Soil pH and Lime

I picked up another 50 acres to plant next year. The previous renter chisel plowed the soybean stubble, went broke, and gave up their rented ground. First thing I did was pull soil tests, I have never really worked with sandy ground before, but wow, the P and K levels are ok, calcium is way down and the pH average is 5.6 with a low of 5.1 and a high of 6.2. The field is unprotected from the wind so I don't want to spread lime in the winter. I was thinking about trying a band-aid fix and putting in 300lbs/acre of pellet lime mixed in and put in row with dry fertilizer and planting corn. Anybody else try this? Results? If it works out then this fall then I will spread 2tons/acre calacitic beet lime and chisel plow it in.
 
That'll give you 15000 lbs of lime to get into the hoppers along with seed and other fertilzer. Your corn will need N. Some will be present due to previous year soybeans. To get that N as well as additionally applied N to move around better in the soil you should add some water soluable calcium.
 
Guy chiseled the ground after harvest and went broke that fast! It would be nice if more people thought ahead just a little wouldn't it?
I have no experience doing what you mentioned, so this is just a dumb opinion. It can be dangerous enough putting fert. in row, that my gut feeling is it's too much of a risk to really complicate the mix with lime.
I assume you have to fit the ground some since it's been chiseled. No one around here will spread chiseled ground. How about having a good dose spread after you fit in the spring, and maybe hit it again. Timing may not be optimum, but at least you'll have it on for the future, without jeopardizing the crop.
 
The pellet lime works good, 300lb/ acre is a fairly strong rate in my opinion, but I have used 400lb/ acre.
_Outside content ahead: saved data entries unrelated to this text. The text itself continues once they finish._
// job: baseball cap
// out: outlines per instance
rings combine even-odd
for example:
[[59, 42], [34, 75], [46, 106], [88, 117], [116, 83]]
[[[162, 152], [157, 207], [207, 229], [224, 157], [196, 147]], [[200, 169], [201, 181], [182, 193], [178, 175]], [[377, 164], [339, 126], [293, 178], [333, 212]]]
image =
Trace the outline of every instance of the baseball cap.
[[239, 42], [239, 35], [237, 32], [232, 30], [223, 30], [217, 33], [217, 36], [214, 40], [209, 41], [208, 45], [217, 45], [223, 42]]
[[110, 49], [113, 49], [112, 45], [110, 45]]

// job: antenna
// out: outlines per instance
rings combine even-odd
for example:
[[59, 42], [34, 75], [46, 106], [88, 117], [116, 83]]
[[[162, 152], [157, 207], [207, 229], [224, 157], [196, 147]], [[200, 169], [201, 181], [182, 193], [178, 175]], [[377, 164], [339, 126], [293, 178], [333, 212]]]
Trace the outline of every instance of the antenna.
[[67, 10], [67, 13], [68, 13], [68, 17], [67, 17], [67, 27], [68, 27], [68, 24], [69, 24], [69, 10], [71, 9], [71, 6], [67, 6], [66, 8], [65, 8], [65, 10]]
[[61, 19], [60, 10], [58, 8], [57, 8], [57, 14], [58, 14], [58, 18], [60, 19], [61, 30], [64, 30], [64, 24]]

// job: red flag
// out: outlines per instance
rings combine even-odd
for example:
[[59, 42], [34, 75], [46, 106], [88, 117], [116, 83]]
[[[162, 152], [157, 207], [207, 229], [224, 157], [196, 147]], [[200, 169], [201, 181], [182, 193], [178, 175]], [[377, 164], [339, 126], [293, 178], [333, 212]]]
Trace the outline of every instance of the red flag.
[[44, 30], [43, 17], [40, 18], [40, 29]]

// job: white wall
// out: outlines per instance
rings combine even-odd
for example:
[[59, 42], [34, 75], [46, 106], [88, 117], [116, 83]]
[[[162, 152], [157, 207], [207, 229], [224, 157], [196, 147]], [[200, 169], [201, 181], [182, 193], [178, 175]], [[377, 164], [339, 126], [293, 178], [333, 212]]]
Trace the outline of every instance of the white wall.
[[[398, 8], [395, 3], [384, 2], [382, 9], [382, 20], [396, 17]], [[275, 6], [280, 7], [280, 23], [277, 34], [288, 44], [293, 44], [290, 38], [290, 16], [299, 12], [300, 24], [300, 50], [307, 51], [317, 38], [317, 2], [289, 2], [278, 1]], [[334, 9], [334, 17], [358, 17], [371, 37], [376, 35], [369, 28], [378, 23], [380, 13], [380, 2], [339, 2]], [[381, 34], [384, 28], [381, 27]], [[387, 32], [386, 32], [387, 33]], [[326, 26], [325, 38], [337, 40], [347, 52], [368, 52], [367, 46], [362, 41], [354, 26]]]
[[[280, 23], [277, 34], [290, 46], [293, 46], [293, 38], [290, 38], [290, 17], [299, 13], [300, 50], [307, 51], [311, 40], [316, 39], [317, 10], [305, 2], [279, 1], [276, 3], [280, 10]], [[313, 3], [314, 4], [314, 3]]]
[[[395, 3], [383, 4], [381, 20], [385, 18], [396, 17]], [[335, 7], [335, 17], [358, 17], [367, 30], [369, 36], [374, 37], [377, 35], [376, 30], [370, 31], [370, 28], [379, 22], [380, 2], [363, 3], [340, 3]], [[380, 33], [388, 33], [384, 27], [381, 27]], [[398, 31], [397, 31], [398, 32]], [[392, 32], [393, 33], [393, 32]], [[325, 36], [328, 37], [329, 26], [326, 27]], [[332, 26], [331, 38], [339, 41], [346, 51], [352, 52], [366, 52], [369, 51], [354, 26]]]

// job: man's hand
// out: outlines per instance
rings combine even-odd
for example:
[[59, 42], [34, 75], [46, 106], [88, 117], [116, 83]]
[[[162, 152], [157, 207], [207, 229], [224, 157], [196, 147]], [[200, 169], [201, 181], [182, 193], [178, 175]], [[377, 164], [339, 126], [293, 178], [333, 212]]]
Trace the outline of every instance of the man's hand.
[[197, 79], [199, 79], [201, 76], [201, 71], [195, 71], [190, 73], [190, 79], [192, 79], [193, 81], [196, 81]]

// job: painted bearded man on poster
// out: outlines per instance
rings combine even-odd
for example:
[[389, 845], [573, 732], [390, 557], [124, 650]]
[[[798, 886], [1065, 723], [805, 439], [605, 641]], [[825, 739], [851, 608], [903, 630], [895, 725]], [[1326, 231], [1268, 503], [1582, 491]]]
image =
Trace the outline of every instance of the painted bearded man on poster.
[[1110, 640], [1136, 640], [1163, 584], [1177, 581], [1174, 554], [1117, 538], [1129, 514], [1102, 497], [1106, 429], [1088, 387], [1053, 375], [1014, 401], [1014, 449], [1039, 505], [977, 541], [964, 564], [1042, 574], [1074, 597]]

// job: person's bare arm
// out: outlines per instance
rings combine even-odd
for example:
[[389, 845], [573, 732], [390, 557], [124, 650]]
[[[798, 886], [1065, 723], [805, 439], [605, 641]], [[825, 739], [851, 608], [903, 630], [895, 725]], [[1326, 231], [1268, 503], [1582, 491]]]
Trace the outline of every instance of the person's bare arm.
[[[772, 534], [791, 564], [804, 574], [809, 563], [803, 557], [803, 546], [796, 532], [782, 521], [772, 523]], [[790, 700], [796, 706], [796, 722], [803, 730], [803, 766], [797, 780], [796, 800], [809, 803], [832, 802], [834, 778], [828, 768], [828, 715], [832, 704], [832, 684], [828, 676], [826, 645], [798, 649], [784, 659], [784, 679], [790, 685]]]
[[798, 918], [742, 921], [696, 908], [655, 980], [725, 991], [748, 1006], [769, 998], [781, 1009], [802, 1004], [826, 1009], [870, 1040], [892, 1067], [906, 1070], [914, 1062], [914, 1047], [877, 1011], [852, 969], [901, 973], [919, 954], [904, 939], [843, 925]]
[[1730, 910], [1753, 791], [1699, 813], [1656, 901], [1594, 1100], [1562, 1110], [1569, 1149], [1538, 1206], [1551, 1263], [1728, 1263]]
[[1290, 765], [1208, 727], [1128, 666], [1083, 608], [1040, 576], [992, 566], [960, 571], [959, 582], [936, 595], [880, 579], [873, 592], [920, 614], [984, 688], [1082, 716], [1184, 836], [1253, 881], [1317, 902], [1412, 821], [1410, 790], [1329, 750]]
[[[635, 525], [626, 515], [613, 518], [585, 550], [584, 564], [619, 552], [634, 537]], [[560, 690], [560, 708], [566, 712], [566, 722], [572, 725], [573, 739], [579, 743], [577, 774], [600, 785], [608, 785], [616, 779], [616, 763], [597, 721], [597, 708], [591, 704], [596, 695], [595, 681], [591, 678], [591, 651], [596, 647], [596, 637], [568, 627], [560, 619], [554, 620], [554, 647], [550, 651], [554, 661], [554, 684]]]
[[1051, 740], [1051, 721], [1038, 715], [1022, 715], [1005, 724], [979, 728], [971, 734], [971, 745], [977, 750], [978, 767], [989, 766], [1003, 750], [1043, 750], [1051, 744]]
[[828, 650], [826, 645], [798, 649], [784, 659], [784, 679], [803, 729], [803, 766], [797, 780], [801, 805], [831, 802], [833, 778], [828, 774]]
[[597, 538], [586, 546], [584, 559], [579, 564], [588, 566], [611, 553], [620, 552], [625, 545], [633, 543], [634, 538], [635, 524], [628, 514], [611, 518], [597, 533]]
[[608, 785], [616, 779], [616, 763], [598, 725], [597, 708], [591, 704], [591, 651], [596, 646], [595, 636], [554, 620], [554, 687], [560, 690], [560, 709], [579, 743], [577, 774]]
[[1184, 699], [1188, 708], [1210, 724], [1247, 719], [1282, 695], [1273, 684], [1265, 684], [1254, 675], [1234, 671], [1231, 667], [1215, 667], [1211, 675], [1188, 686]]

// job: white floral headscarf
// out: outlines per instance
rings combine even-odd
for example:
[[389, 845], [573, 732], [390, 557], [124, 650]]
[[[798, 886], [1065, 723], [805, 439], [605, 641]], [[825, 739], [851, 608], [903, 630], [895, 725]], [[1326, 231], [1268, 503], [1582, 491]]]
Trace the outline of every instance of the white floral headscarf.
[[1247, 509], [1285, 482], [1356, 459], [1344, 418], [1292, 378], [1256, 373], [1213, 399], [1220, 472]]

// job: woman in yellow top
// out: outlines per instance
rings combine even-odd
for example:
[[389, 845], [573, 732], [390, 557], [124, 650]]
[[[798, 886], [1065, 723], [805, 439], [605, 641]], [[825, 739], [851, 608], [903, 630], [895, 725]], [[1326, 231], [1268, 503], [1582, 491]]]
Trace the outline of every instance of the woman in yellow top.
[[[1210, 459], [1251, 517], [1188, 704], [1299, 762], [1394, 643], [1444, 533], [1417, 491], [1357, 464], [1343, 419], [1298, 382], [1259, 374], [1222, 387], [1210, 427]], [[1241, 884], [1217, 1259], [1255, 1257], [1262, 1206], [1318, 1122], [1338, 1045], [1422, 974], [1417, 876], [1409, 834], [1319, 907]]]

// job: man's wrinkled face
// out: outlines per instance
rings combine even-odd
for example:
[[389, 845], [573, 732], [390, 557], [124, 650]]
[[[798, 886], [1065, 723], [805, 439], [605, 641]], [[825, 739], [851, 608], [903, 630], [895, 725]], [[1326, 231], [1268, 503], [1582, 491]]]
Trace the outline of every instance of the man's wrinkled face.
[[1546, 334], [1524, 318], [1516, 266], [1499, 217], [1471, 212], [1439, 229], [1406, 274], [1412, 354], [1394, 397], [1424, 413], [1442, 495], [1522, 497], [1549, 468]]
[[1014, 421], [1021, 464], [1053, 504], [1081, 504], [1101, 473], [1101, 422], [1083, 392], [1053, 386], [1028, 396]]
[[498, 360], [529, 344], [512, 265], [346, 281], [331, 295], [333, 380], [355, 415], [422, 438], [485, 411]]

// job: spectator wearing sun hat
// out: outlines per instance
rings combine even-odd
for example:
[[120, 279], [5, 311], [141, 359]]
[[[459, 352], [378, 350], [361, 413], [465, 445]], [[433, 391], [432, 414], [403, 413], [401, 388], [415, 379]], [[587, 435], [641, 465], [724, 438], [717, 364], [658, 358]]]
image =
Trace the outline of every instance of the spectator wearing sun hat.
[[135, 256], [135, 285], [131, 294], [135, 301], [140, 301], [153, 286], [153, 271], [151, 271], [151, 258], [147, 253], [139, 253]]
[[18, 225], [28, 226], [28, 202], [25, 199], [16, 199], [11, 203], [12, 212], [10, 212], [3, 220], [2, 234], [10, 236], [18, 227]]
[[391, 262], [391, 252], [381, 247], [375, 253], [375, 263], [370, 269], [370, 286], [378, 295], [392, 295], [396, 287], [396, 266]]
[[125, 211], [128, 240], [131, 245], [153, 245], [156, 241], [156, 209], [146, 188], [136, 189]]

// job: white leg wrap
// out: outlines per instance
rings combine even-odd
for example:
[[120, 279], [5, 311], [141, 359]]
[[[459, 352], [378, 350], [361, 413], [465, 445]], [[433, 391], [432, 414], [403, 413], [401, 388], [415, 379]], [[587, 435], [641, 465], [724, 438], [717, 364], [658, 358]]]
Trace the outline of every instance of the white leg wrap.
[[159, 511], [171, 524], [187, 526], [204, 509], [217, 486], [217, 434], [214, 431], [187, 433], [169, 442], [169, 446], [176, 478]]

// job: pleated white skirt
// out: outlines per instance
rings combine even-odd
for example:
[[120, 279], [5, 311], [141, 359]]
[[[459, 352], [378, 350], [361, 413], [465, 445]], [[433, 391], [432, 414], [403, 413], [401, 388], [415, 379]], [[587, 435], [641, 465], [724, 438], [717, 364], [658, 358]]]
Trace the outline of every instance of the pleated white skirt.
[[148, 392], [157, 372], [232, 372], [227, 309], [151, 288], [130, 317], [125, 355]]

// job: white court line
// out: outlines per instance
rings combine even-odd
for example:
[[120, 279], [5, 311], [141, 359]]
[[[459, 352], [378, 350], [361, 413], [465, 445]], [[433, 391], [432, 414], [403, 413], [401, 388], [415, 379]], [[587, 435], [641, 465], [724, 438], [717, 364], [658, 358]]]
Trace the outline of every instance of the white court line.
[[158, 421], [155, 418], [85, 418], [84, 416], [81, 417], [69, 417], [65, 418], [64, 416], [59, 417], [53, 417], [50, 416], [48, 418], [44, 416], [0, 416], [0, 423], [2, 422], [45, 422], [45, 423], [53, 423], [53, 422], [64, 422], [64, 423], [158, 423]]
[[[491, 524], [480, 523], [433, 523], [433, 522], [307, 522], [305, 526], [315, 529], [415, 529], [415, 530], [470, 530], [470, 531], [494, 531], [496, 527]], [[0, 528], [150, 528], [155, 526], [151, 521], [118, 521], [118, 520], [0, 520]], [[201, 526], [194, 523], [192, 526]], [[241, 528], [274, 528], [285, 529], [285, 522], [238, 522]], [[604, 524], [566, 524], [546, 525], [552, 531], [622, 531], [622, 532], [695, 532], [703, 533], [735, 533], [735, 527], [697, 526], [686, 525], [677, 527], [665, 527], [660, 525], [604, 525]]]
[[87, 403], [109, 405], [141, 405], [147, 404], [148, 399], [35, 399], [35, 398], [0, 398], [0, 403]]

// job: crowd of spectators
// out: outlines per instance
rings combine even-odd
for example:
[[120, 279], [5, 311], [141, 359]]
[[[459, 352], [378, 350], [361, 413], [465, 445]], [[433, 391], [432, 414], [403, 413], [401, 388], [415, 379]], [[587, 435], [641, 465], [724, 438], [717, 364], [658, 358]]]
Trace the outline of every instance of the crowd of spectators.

BUT, my 2 cents, corn doesn't really care about the PH near as much as soybeans.

If you do use the pell lime, I wouldn't band it, that will really concentrate where the lime is, probably throwing the PH to far the wrong way where you applied it, and not do any good everywhere else
 
I'm assuming you will be putting this down 2x2 in a band?

Lets say you will be affecting 4 inch wide band, out of 30 inches. Lime doesn't move much.....

So, you are covering about 14% of the land with the lime. Or, your 300lbs would be like spreading 2000lbs per acre of lime.

You are figuring you have a sweet strip with some fertilizer for the plant to get to. But - by the time you get 300lbs of lime down, will there be room for much fert any more? How much can you put down, 2x2 total???

If you sidedress N, it won't be in that sweet spot, and won't get the benifit of the banded lime. As with any P & K in your soils. Your crop roots will be in an interesting set of bands that are good & poor. I think you have a real good test plot for a university study, to find out what the heck your corn would find out of the soil in those conditions!

I'd tend to say the heck with the wind, & broadcast regular lime now.

But I live in a limestone area, never have had to worry about lime. So what do I know?

AND: Looks like in Hawaii in their odd soils, a band of lime is as good as broadcasting - tho they used cultivation to work it over better, so I might be all wet.

http://www.springerlink.com/content/w574mg2m7324kj80/

The OSU is more in my line of thinking, that lime doesn't help the plant, it helps the soil, so you need to actually put it throught the soil, not in a small band.

http://corn.osu.edu/story.php?setissueID=287&storyID=1706

--->Paul
 
Kevin is right the corn doesnt care. Instead of wasting money on the high price pell lime just wait and spread like normal. If you are worried about it, plant corn a couple years untill you get the ph where you are comfortable.
bill
 
Sorry about the long delay, but you guys do have some good points and guess I wasn't really thinking about the whole picture, with the sidedressed nitrogen not being where the lime is and the root growth issue. I wonder if they would grow with the row rather than across due to soil differences. I may have my own science experiment going here. The field is split by a lane running down the middle, I may try getting the 300lbs/acre spread on the south half (lowest pH numbers), and on the north splitting it again into half and on the north east (spot with the highest pH numbers) no lime, north west putting lime in with the fertilizer. Worst case I pay my rent and walk away at the end of the year.

As far as nitrogen goes I always sidedress it. Had to find some use for my old worn out cultivator. Scrap the shovels and reuse the frame.

And, I don’t know how many will read this but I asked a question this spring about an old neighbor that spread urea, then his planter broke so he wanted to plant soybeans into the field with 200lbs/acre urea on it. He got 22bu/acre but the beans were 32 to 41 inches tall. He thought because they were tall he was going to get 60bu beans.
 
Years ago when we did red kidneys, Dad planted some on an OLD sod-(pasture) they were the biggest, thickest plants you ever saw- never even set any pods!